In the guide, Smoking Meat, it lists the time for brats at 2 hours.  I'm starting mine at 225 with a 30" MES...my second try at smoking.  Is there a temperature I should pull the Johnsonvilles?  Any help welcome...


----------



## jp61 (Jun 7, 2013)

160°F safe minimum internal temperature.


----------



## wudman (Jun 7, 2013)

So, pull them at 160; regardless of time?


----------



## jp61 (Jun 7, 2013)

Yes, you want to cook/smoke your food to internal temps not time.


----------



## wudman (Jun 7, 2013)

Thanks...the minute I hit the submit key, I thought, "Doh"...when it's up to temp. it's cooked.  Thanks...I'll post how they came out...


----------



## jp61 (Jun 7, 2013)

If you haven't done so, test your thermometer in boiling water for accuracy.
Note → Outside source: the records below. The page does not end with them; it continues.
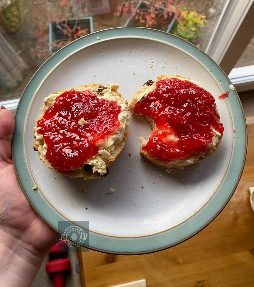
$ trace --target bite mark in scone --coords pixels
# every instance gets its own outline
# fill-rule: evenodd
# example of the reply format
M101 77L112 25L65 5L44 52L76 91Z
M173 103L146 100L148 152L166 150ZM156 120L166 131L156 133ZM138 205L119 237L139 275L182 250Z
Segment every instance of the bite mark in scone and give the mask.
M34 128L33 147L47 166L72 177L107 175L129 133L128 103L118 88L94 83L45 98Z
M176 168L198 162L216 150L223 133L214 98L199 83L178 75L149 80L130 110L143 115L152 130L140 137L140 154L151 163Z

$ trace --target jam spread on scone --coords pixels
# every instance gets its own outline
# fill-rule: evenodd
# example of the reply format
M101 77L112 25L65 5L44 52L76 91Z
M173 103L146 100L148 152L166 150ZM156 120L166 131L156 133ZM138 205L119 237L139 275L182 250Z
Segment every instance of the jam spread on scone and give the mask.
M211 126L221 135L224 130L211 94L175 78L158 81L156 88L137 102L134 112L154 121L156 129L142 148L163 162L204 151L215 135Z
M38 121L47 147L46 157L61 170L79 169L99 150L97 145L120 125L121 107L88 90L74 89L58 96Z

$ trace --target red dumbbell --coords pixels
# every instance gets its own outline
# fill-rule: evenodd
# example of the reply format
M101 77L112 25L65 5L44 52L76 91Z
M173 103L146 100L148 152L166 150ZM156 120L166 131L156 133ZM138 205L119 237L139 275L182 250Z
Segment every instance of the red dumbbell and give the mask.
M70 260L67 258L56 259L46 264L46 272L53 276L54 287L64 287L64 272L69 269Z
M67 246L63 241L60 241L53 246L48 253L51 255L54 254L58 254L66 252Z

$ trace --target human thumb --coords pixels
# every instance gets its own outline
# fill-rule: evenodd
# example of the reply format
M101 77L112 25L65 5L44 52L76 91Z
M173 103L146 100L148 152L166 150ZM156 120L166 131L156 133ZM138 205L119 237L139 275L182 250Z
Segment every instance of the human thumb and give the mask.
M14 129L14 117L11 112L0 107L0 161L11 159L11 142Z

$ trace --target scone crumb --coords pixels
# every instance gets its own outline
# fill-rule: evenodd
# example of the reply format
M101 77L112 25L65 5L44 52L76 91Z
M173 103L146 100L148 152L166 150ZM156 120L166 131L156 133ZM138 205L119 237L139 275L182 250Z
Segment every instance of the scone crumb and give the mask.
M83 128L84 125L87 124L88 124L88 122L84 118L81 118L79 121L78 122L78 123Z
M115 190L113 187L110 187L108 191L108 194L113 193L115 191Z

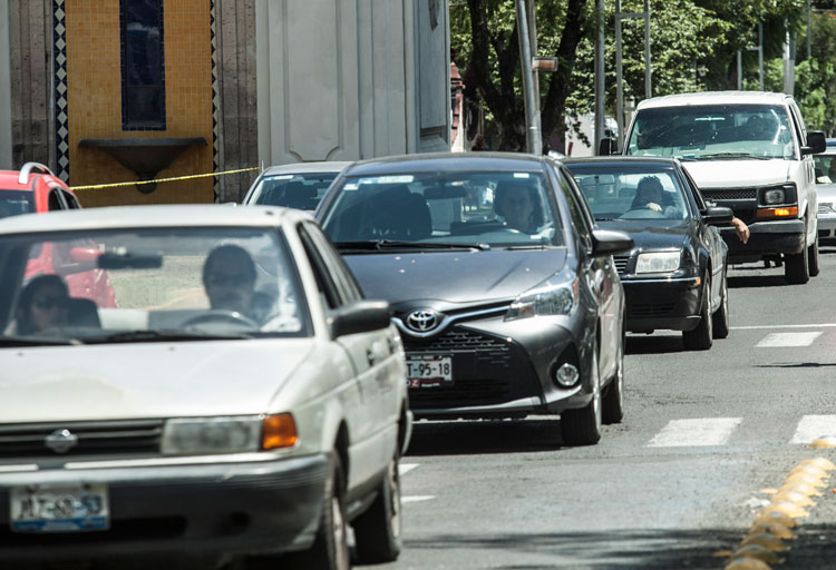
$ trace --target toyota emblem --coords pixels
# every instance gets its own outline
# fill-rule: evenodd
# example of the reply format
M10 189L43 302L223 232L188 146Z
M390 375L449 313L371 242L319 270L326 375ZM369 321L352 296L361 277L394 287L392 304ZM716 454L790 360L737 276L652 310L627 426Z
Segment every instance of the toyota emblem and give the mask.
M407 315L407 326L419 333L432 331L439 325L440 321L438 313L431 308L419 308Z
M43 443L56 453L67 453L78 445L78 435L69 430L56 430L43 439Z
It should read 212°F. Or, are you going by the thermos in the MES?


----------



## wudman (Jun 7, 2013)

I used a CDN Pro Accurate Thermometer, Model DTQ450x.  Right out of the carton.  It read 159.8 so I pulled the brats.  (Close, as in horseshoes, dancing, and hand grenades.)  Put them in a pan, covered with foil and soaking in chicken broth.  Cut off an end and, taste is right on...


----------



## xutfuzzy (Jun 7, 2013)

I agree, cook to internal temperature (IT) but be careful about your MES's temp probe.  I double checked mine and found it was running about 5 degrees low, so when it read 160 it was really 165.  Comparing your temp probe (not the MES one, cuz that would be awkward to do) in boiling water is a terrific way to see how accurate it is.


----------



## vandy58 (Jun 9, 2013)

I was just about to post up about brats, how did they come out and what wood did you use?  I am using the exact same model as you!


----------



## kathrynn (Jun 9, 2013)

I love smoked Brats and use the Johnsonvilles.  In my smoker it takes around 2-2.5 hours...the 160* is right.  Wear a bib!  Will drip juice down your chin!

Kat


----------



## wudman (Jun 10, 2013)

My first run of brats turned out "lip smackin' good".  I coated them with olive oil and dusted them with Weber Steak and Chop seasoning.  Set temp on MES to 225 and looked at them after 1 hour 30 minutes.  Gave 'em 20 more minutes, checked them for temp--158.9 so pulled them.  Wrapped them in foil after adding some chicken broth to keep 'em moist.  Used commercial apple wood chips (from Kroger store).  Reading back on these posts, there are some very helpful, smart folks with some good tips on calibrating instruments.  I'd like to try some salmon next but have seen some negative about the "farm raised" filets sold at Sam's and Costco...Any suggestions?


----------